To be fair, Kristofferson didn't seem bothered by the formalities of intros and outros, playfully joking with Haggard about the looseness of the affair after numerous flubs and awkward endings. But no matter how rickety the performance, Kristofferson's formidable catalog still stood strong, from the slightly creepy man-girl romance of "Jody and the Kid" to the still indestructable "Sunday Morning Coming Down." After all, no one has ever accused Kristofferson of being a great singer or guitar player at any time in his long career--he's more of a poet, as he proved time and time again on a night that felt more like an informal guitar pull in front of a couple thousand close friends than a major concert event.

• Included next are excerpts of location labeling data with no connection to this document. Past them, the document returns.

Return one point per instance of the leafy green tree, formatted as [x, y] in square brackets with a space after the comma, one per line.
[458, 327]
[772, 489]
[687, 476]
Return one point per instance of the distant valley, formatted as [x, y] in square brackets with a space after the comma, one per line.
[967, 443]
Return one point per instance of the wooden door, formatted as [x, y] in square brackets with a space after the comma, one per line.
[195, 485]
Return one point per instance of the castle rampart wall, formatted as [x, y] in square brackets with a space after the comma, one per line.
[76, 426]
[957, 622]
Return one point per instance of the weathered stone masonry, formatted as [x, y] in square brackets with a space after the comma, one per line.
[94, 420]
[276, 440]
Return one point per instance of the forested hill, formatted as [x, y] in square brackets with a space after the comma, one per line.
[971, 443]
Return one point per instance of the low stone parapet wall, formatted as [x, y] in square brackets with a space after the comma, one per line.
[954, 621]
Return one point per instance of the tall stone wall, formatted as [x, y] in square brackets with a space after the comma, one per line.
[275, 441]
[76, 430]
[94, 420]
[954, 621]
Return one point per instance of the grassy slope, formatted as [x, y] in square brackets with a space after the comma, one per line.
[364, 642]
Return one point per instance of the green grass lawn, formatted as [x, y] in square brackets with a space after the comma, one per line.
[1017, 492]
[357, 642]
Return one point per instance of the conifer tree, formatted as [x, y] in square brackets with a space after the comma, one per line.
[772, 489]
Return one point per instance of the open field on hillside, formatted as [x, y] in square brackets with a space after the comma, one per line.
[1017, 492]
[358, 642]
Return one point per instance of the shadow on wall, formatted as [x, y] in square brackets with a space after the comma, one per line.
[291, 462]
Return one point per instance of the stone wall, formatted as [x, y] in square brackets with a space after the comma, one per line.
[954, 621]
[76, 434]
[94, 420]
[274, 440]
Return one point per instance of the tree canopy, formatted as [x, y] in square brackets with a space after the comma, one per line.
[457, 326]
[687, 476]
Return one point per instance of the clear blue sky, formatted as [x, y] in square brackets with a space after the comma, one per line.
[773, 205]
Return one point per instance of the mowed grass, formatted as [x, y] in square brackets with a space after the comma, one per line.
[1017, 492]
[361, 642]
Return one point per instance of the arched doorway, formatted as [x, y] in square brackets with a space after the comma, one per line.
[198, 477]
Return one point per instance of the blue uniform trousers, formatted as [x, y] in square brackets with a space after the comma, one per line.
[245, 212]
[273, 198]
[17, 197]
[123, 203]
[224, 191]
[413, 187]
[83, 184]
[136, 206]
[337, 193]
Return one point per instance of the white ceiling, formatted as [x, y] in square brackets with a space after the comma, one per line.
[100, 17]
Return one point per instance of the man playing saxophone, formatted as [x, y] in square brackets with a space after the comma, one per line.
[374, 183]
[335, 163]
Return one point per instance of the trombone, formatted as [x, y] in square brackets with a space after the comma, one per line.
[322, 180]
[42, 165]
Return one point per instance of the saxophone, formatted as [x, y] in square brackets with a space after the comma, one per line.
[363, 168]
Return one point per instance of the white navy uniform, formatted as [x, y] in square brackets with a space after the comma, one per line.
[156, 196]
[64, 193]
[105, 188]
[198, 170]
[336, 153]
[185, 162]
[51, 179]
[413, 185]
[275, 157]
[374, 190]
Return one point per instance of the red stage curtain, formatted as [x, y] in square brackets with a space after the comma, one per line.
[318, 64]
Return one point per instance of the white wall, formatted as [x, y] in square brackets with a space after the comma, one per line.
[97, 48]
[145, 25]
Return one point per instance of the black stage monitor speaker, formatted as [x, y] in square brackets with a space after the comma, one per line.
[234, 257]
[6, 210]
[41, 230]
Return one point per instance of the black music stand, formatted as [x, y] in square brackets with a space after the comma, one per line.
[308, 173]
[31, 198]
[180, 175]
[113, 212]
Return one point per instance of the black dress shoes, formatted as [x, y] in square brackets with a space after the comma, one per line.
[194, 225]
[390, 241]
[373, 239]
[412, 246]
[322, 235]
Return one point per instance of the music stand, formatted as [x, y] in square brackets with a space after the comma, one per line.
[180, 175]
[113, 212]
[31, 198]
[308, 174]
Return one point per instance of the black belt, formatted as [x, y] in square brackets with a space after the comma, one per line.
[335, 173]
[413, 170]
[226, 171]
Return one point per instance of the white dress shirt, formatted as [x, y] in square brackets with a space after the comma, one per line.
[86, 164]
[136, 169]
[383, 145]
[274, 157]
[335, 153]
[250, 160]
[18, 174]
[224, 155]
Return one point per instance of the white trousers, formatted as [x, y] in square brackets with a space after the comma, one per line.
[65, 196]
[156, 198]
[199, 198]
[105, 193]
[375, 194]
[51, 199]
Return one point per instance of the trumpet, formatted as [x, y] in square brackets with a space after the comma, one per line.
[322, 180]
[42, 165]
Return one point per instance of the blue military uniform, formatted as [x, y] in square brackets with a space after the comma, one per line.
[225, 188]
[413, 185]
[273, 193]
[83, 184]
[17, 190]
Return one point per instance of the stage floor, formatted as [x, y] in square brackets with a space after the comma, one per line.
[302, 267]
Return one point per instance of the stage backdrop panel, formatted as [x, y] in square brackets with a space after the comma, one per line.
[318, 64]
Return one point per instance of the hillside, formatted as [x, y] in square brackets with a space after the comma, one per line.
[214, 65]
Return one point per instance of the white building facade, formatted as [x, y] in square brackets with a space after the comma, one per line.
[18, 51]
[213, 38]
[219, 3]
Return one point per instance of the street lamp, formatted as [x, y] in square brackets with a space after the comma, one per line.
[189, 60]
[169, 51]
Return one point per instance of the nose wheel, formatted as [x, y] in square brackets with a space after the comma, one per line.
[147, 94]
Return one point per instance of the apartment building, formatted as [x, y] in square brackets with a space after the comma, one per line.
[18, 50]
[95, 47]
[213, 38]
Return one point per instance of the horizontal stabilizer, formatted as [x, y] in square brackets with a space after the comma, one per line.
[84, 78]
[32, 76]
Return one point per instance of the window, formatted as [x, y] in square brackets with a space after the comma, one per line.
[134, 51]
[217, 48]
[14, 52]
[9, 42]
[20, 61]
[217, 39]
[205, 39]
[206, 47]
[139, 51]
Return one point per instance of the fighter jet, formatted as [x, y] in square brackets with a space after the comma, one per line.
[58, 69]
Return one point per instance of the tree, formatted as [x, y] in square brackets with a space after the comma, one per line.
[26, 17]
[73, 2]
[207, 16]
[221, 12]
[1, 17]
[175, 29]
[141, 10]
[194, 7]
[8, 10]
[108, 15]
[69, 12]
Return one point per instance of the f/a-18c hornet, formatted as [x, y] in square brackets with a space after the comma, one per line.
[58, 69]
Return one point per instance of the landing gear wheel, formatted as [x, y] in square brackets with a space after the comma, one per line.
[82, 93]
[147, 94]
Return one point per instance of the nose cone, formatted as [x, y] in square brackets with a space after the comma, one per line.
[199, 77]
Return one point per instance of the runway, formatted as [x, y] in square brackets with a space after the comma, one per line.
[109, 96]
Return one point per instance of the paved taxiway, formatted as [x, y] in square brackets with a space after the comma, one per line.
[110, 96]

Haggard fared far better musically, adding jazzy leads to Kristofferson's songs and singing his own classic numbers in a voice far stronger than any man down half a lung has any right to. Songs like "They're Tearing The Labor Camps Down" (Oh they're tearing' the labor camps down/And I feel a little sentimental shame/Where's a hungry man gonna live at in this town?/Oh they're tearing the labor camps down") and "That's the News" seem to only grow more relevant with each passing year, while the Hag can still sell a simple tear-in-my beer country tune better than almost anyone--see "I Think I'll Just Stay Here And Drink."

Haggard also uncorked a steady string of dad jokes, from the old "introducing the band" trick (rather than actually introducing the band to the audience, the Hag simply allows the band members to shake hands and exchange pleasantries with each other) to several cracks about his age--"Youth is the first word," he said before playing "I Wish I Could Be 30 Again." "It's hard to say with these new teeth...but I tuned 'em."

Kristofferson joined in the dad joke fun, too, singing a lovely version of "Nobody Wins" before gruffly adding "George Bush and Dick Cheney were singing this song in the shower together."

(One can only imagine how tortuous it is for young Benny Haggard to sit through this routine every night, but considering he gets to watch his father sing "Silver Wings" on a regular basis, it's hard to feel too sorry for him.)

Closing with the devastating combo of Willie Nelson's "Back to Earth" and Kristofferson's classic "Why Me, Lord," the duo prompted a rousing standing ovation before returning briefly to trade verses on Kristofferson's "Anthem '84"-- a fitting benediction for a night spent worshipping two of country music's finest.

Critic's Notebook
Setlist:
"Shipwrecked in the Eighties"
"I Take A Lot Of Pride In What I Am"
"Twinkle, Twinkle Lucky Star"
"Mama Tried"
"Me And Bobby McGee"
"I Think I'll Just Stay Here And Drink"
"Best Of All Possible Worlds"
"Here Comes That Rainbow Again"
"They're Tearing The Labor Camps Down"
"That's The News"
"Ol' Country Singer"
"Help Me Make It Through The Night"
"Workin' Man Blues"
"I Wish I Could Be 30 Again"
"If I Could Only Fly"
"Nobody Wins"
"From Here To Forever"
"If We Make It Through December"
"Silver Wings"
"Jody And The Kid"
"The Fightin' Side Of Me"
"Footlights"
"He's A Pilgrim"
"Pretty When It's New"
"Closer To The Bone"
"Momma's Prayers"
"The Silver Tongued Devil And I"
"Okie From Muskogee"
"Sunday Morning Coming Down"
"Back To Earth"
"Why Me, Lord"

ENCORE

"Anthem '84"

Personal Bias: I once asked a girl out in college mostly because she said her mother had slept with both Willie Nelson and Kris Kristofferson in the '70s.

By The Way: Merle Haggard's newest album, I Am What I Am, hit stores on 4/20, a date that hardly seems in keeping with the values championed by the residents of Muskogee, Oklahoma, USA.

Random Note: Lines moved slowly for those leaving Bass Hall as patrons retrieved their walkers and canes, but the people-watching more than made up for the delay.